Mayor of Albany, Georgia
- In office January 2, 1974 – September 19, 1986
- Preceded by: Motie Wiggins
- Succeeded by: Wm. Larry Bays

Personal details
- Born: James Harrison Gray May 17, 1916 Westfield, Massachusetts, U.S.
- Died: September 19, 1986 (aged 70) Boston, Massachusetts, U.S.
- Party: Democratic
- Spouse: Cleair Ranger
- Children: 3
- Alma mater: Dartmouth College University of Heidelberg

= James H. Gray Sr. =

American politician

James Harrison Gray Sr. (May 17, 1916 – September 19, 1986) was a Georgia politician and Democratic chairman. He was the founder of Gray Communications Systems, Inc., the editor and publisher of The Albany Herald and the mayor of Albany, Georgia.

== Early life ==
Gray was born in Westfield, Massachusetts. He graduated from Dartmouth College and also studied at the University of Heidelberg. He was a member of the United States Army and trained at Fort Benning near Columbus, Georgia in World War II before moving to Albany, Georgia in 1946.

== Businessman and politician ==
In 1946, Gray founded Gray Communications Systems, Inc., and became editor and publisher of The Albany Herald, an evening and Sunday paper he purchased in Albany, Georgia. In 1954, Gray launched WALB-TV, one of the oldest television stations in the state outside Atlanta.

In 1960, Gray was named state chairman for the Democratic Party of Georgia. During the 1960 Democratic National Convention, Gray led a movement to replace Lyndon B. Johnson as the Democratic Vice President nominee. He also read the Segregationists' Minority Report in opposition to a proposed civil rights platform.

When asked to participate in a televised debate with Martin Luther King regarding sit-in demonstrations, James Gray refused asserting that King had "openly defied Georgia laws." He further opposed the Albany Movement led by King by purchasing a public swimming pool in order to prevent its use by African Americans.

Gray became a Democratic candidate for governor in Georgia in 1966. He came in fourth place in the five-person Democratic primary race behind former governor Ellis Arnall, state senator Jimmy Carter, and fellow segregationist and the eventual winner Lester Maddox. Gray finished ahead of former Lieutenant Governor Garland T. Byrd. Governor Maddox nominated Gray to another term as state Democratic party chairman.

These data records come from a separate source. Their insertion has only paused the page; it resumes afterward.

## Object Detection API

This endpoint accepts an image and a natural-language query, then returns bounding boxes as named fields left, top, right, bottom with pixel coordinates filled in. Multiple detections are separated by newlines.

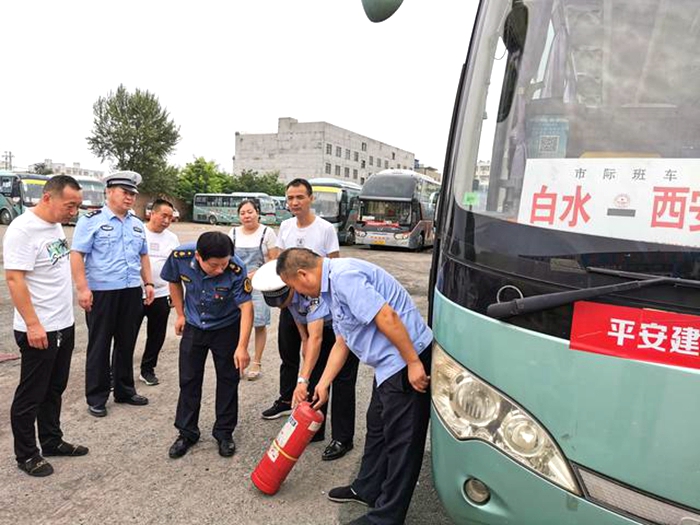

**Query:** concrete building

left=233, top=117, right=415, bottom=185
left=415, top=164, right=442, bottom=183
left=37, top=159, right=104, bottom=178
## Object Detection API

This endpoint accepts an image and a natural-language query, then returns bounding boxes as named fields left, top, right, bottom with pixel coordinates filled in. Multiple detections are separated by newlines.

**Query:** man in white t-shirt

left=262, top=178, right=340, bottom=422
left=4, top=175, right=89, bottom=477
left=137, top=199, right=180, bottom=386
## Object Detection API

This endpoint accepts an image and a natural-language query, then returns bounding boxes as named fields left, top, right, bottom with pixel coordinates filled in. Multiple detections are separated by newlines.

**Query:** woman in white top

left=228, top=200, right=279, bottom=380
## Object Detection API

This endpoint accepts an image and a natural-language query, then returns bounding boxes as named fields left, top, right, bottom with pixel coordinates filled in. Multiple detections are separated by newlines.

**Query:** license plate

left=371, top=238, right=386, bottom=245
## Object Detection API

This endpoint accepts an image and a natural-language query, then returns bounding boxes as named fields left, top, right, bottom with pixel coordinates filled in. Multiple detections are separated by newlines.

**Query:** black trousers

left=307, top=324, right=359, bottom=443
left=352, top=345, right=432, bottom=525
left=11, top=326, right=75, bottom=463
left=138, top=296, right=171, bottom=374
left=278, top=307, right=301, bottom=402
left=85, top=287, right=143, bottom=407
left=175, top=322, right=241, bottom=442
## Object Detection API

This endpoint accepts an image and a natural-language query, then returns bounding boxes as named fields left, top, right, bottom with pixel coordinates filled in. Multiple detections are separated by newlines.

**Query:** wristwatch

left=297, top=377, right=309, bottom=385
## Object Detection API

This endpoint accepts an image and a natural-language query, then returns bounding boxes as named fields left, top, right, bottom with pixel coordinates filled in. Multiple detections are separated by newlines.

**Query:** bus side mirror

left=340, top=201, right=348, bottom=216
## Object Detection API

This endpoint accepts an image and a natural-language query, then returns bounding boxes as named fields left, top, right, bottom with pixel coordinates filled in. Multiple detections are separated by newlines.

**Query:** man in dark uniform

left=70, top=171, right=154, bottom=418
left=277, top=248, right=432, bottom=525
left=161, top=232, right=253, bottom=459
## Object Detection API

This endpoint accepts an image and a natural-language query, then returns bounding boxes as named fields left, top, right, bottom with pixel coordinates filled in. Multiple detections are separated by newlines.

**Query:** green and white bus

left=309, top=178, right=362, bottom=245
left=364, top=1, right=700, bottom=524
left=0, top=172, right=50, bottom=225
left=192, top=192, right=277, bottom=226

Gray ran for and was elected Mayor of Albany, Georgia in 1973. During his tenure, improvements to every aspect of city services were realized. Shopping complexes and large industries came to town as Albany became the centerpiece of South Georgia and adopted the nickname "The Good Life City". With the opening of the Albany Mall in 1976, long-established firms closed their downtown stores. Gray led an effort to revitalize the downtown area by constructing the 10,240-seat Albany Civic Center, the second largest arena in the state at the time, and by razing an entire city block in the heart of downtown with plans to rebuild it.

== Death ==
Gray died of a heart attack on September 19, 1986, at the New England Medical Center in Boston, Massachusetts.